Why Do We Famously “Do It In The Dark”?
Doing it in the dark is hardly a niche approach to sex. And while some of us are more viscerally sensitive to the effects of, say, fluorescent light bulbs than others, it can quickly become routine to lapse into lights-off fornication as the default. Which begs the question: Why?
Naturally, there’s the most obvious answer: A shroud of darkness provides an immediate antidote to any form of self-consciousness, be it a question of body image or the occasional awkwardness embedded in the act of sex, itself. With regard to pleasure, the, umm, boning improves as both parties’ precariousness or personal insecurity melts away –– all of which is simplified under the cover of darkness.
Beyond that, its been posited that lights-off sex makes it easier for both partners to reach completion because there are fewer available distractions. No matter where you’re getting down, it’s likely that any number of details in the space around you might catch your attention: Book titles on an array of spines, a mess in need of tidying, laundry that ought to be folded, etcetera. In the dark, while enduring some form of mild sensory deprivation, it can be far easier to focus on the task at hand: Orgasm.
Moreover, there’s a case to be made for the sultry, romantic appeal of low light. While perhaps pitch dark is excessive, mood light can, in fact, have a real impact on your sex drive––so blown out grocery store bulbs can, in fact, operate as a “boner killer.”

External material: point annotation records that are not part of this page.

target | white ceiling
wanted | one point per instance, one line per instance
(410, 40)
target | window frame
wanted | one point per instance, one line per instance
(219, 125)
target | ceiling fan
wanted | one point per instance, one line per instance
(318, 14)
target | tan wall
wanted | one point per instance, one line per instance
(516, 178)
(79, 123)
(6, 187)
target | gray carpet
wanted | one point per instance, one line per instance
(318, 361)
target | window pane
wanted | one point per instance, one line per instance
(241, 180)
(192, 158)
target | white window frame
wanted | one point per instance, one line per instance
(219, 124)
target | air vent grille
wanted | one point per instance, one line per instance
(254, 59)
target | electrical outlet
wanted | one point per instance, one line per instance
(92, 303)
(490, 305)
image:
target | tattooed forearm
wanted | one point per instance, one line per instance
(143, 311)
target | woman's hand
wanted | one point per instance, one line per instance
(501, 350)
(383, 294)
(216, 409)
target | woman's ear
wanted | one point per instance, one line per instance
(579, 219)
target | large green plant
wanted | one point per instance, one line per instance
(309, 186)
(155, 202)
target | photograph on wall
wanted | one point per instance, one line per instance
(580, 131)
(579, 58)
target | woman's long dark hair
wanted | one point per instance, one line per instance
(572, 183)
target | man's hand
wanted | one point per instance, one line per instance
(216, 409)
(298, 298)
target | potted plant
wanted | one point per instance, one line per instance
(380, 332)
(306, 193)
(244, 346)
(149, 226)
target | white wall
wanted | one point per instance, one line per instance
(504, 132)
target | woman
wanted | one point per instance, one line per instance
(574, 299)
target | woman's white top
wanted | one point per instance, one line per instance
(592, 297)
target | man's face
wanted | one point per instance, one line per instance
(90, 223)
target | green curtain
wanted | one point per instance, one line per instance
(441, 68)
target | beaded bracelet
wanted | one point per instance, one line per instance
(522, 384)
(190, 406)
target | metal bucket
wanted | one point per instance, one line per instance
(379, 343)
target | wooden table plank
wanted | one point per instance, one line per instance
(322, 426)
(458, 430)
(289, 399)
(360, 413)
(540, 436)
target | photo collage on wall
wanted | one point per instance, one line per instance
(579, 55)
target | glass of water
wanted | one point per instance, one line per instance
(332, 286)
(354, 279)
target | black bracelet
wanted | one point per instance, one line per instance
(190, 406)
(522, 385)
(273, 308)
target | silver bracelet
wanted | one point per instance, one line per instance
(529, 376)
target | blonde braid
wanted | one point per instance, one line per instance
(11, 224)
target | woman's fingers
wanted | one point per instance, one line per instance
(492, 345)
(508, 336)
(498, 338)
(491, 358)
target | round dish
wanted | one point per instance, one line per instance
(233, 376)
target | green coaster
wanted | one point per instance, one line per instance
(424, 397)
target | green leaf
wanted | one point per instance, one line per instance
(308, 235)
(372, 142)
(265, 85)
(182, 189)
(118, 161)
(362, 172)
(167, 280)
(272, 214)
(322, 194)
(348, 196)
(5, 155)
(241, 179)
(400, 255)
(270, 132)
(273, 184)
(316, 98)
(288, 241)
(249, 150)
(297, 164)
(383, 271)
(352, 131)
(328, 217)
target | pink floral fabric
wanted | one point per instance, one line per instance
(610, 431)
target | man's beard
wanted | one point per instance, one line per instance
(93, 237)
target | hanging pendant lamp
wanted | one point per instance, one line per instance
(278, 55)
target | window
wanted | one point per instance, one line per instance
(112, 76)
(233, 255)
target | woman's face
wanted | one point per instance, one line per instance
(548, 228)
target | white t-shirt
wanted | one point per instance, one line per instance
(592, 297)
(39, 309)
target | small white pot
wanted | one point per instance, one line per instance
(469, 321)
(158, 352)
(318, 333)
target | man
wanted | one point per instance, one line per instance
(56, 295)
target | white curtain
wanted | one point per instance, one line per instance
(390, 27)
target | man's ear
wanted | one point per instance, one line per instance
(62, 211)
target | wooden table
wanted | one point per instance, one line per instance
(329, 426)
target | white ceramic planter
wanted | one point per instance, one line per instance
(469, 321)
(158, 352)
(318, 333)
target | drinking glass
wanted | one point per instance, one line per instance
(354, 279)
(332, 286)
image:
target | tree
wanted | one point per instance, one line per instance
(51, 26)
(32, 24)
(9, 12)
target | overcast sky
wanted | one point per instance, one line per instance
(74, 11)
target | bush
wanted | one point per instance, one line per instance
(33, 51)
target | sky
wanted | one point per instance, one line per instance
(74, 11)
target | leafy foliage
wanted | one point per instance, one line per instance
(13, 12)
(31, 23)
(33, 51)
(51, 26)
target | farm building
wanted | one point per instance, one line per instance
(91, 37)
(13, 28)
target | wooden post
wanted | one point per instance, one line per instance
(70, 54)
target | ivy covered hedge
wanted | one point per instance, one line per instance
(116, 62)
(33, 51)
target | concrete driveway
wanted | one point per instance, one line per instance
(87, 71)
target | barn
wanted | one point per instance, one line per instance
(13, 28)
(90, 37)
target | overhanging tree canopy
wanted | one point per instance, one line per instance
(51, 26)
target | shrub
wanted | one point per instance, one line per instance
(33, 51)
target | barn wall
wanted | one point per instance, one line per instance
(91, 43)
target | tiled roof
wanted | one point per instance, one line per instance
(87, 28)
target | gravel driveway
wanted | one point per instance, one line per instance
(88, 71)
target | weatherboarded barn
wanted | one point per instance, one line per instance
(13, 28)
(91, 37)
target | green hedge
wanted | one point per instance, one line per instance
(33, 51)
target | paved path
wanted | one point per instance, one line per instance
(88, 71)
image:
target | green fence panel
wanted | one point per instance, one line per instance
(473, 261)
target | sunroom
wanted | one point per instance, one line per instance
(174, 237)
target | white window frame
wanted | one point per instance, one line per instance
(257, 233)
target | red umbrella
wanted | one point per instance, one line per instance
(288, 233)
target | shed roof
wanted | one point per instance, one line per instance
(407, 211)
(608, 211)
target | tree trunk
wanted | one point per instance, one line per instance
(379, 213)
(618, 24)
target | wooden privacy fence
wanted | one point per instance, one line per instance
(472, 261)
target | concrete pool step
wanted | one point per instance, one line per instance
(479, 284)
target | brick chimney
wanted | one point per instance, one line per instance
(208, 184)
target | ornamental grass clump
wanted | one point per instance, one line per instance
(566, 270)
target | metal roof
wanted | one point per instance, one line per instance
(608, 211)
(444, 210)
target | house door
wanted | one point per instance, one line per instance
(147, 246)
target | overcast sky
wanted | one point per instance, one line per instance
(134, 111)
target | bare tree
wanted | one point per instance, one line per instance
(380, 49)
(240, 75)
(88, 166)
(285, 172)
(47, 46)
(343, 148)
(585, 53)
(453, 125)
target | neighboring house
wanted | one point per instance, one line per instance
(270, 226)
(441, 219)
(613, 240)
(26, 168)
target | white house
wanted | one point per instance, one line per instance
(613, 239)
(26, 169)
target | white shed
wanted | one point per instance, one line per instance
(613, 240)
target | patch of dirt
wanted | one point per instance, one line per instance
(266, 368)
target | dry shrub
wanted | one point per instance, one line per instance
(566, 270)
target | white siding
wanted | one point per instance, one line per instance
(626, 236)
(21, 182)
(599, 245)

And last but not least there’s the element of practicality: For plenty of folks engaging with partners for the first time, it follows that preliminary sex will often be nighttime sex. Post-standardized evening date or after-dark meet up, the lights are, well, already off. And if you and your partner of the moment intend to spend the night together, it means your transition into actual bedtime is that much smoother.
On the contrary, though, there are plenty of reasons to subvert the ‘ol stab in the dark adage. In fact, lights-on sex, for plenty of people, is a non-negotiable. For starters, there’s an added intimacy to truly seeing your partner in full. Then, there’s the practical, mechanical benefit to seeing––with clarity––what you’re doing. Which is to say, odds are, your ability to pleasure your partner sufficiently will only increase (along with your ability to keep track of, say, a condom). And on that note, reading facial cues is immeasurably easier when you can actually...see your partner’s face.
Then, last but not least, while sex in the light can feel vulnerable at first, with time, it promotes a comfort in your own body––and with your partner’s body––while you explore new modes of pleasure. And in the long run, that one is sufficiently invaluable.